Im Zentrum von «suisseminiature» stehen drei Figuren, die in einem umgebauten «Lovemobil» in einer untergegangenen Schweiz dem Untergrund entgegenrasen: zwei ehemalige Stricher – die Dragqueen als Erzählfigur und ein Schwarzer DJ mit Namen Goldjunge – und die Stripperin LaRabiata, alle schon lange Freund:innen. Ein halbes Leben lang war es ein Tanz mit der Liebe zueinander, immer wieder gescheitert, sich verpasst: «Wir alle drei hatten unzählige und wechselnde Frauen und Männer und so ziemlich alles dazwischen als Liebhabende und waren vor lauter Emanzipation aneinander vorbeigerauscht.»

Jetzt ist es eben dieser Zufall, der die drei zusammenbringt, auf dass sie – aber eben: Was und wohin und warum eigentlich? Eine tatsächliche Mission ist kaum auszumachen, aber die Richtung ist klar: nach unten, die Mittel dazu Drogen aller Art. Das Réduit ist hier auf die ganze Schweiz ausgedehnt, das Land komplett untertunnelt und so verbunden, da geht es nun hin. An der Landoberfläche ist wenig übrig geblieben, auch die real existierende Swissminiatur in Melide ist verlassen. An diesen Ort kehrt die Erzählung immer wieder zurück, die kleinformatigen vermeintlichen Wahrzeichen der Schweiz leiten jeweils ein neues Kapitel ein: Schloss Oberhofen, Zytglogge, Autobahnraststätte Würenlos.

Wütend durchs Labyrinth

Eine Horrorschweiz ist es, die Schneeberger hier zeichnet, aber ist sie wirklich so weit weg von der Realität? Schneeberger sagt es so: «Die Frage war, wenn nur das Allerwichtigste bleibt, der Kern der Schweiz, die Geschichte, die du über diesen Ort erzählen willst: Welche wäre das?» Hier sind es die Fichenaffäre, um die der Text kreist, und die wirtschaftlichen und politischen Beziehungen der Schweiz zum südafrikanischen Apartheidregime, der Schmerz, mit dieser Vergangenheit und ihrer sehr spärlichen Aufarbeitung leben zu müssen.
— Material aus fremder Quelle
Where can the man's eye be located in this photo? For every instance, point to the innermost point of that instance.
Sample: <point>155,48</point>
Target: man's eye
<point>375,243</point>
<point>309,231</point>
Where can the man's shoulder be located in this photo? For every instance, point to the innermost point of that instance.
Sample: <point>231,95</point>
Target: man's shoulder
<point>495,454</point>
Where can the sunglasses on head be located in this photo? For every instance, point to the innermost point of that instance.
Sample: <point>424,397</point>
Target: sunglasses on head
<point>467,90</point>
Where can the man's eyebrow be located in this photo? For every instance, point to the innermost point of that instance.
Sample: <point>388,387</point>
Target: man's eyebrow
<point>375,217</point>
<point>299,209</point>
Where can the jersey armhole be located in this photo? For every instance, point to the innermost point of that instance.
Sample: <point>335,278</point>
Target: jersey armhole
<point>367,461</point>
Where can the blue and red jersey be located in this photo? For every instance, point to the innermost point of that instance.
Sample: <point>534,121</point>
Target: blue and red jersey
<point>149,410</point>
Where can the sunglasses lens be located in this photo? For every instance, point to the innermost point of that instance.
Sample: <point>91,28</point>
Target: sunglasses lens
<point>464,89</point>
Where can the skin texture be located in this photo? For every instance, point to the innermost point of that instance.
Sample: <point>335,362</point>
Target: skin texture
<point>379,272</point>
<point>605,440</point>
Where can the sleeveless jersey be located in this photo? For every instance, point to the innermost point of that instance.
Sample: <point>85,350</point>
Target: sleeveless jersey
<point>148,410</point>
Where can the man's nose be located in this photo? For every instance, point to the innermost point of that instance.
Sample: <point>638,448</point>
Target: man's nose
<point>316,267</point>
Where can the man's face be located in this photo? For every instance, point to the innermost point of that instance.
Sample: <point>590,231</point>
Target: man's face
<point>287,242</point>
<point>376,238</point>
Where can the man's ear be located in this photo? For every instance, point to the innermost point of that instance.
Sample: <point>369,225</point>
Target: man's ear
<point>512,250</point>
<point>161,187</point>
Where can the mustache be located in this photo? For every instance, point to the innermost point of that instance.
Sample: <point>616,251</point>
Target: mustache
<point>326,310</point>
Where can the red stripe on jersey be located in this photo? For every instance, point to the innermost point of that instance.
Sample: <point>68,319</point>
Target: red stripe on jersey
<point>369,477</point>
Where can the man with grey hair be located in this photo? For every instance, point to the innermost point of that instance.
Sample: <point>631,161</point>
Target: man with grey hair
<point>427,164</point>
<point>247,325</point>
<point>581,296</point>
Aber geradeaus ist diese Geschichte nicht erzählt, vielmehr gleicht «suisseminiature» einem Labyrinth, in dem man immer wieder an derselben Stelle vorbeiläuft und sich dabei fragen muss, ob man wirklich schon einmal hier war. Die Erzählung ist sprunghaft und voller Löcher, Auslassungen. Das ist anstrengend: Man muss sich entweder arg konzentrieren, lieber aber es einfach mit sich passieren lassen, um damit zurande zu kommen. Ein Text wie ein Trip oder besser: wie ein Backstagetalk, fahrig, wirr.

Und wütend. Schneeberger selbst wirkt nicht hoffnungslos, obwohl auch unser Gespräch von einem düsteren Thema zum nächsten kommt. Einige gute Orte bleiben doch, für Schneeberger etwa der Club – vielleicht gar als Beweis, dass der Untergrund eben auch Schutz bedeutet. «Wenn die Gesellschaft am Arsch ist, ist der Untergrund der Ort, wo Kreativsein möglich ist, wo es Lösungsansätze gibt», sagt Schneeberger. An der Oberfläche dauert das Leben zum Glück an, sogar mit Zukunft: «Ich war ja lange überzeugt, dass unsere Leben bald einmal durch einen Atombombeneinschlag beendet werden, und jetzt bin ich fast fünfzig und denke über meine AHV nach. Da habe ich jetzt den Scheiss, hätte ich mal besser vorgesorgt.» In «suisseminiature» ist es die Freundschaft zwischen den drei Hauptfiguren, die dieser Unglücksschweiz ein grosses Trotzdem entgegensetzt. Wie ist es möglich, diese zu erhalten und fortzuführen, trotz all der Verletzungen, die sich die drei im Verlauf der Jahre angetan haben? Sie probieren es eben.

Buchcover von «suisseminiature»
X Schneeberger: «suisseminiature». Roman. Verlag Die Brotsuppe. Biel 2023. 284 Seiten. 29 Franken.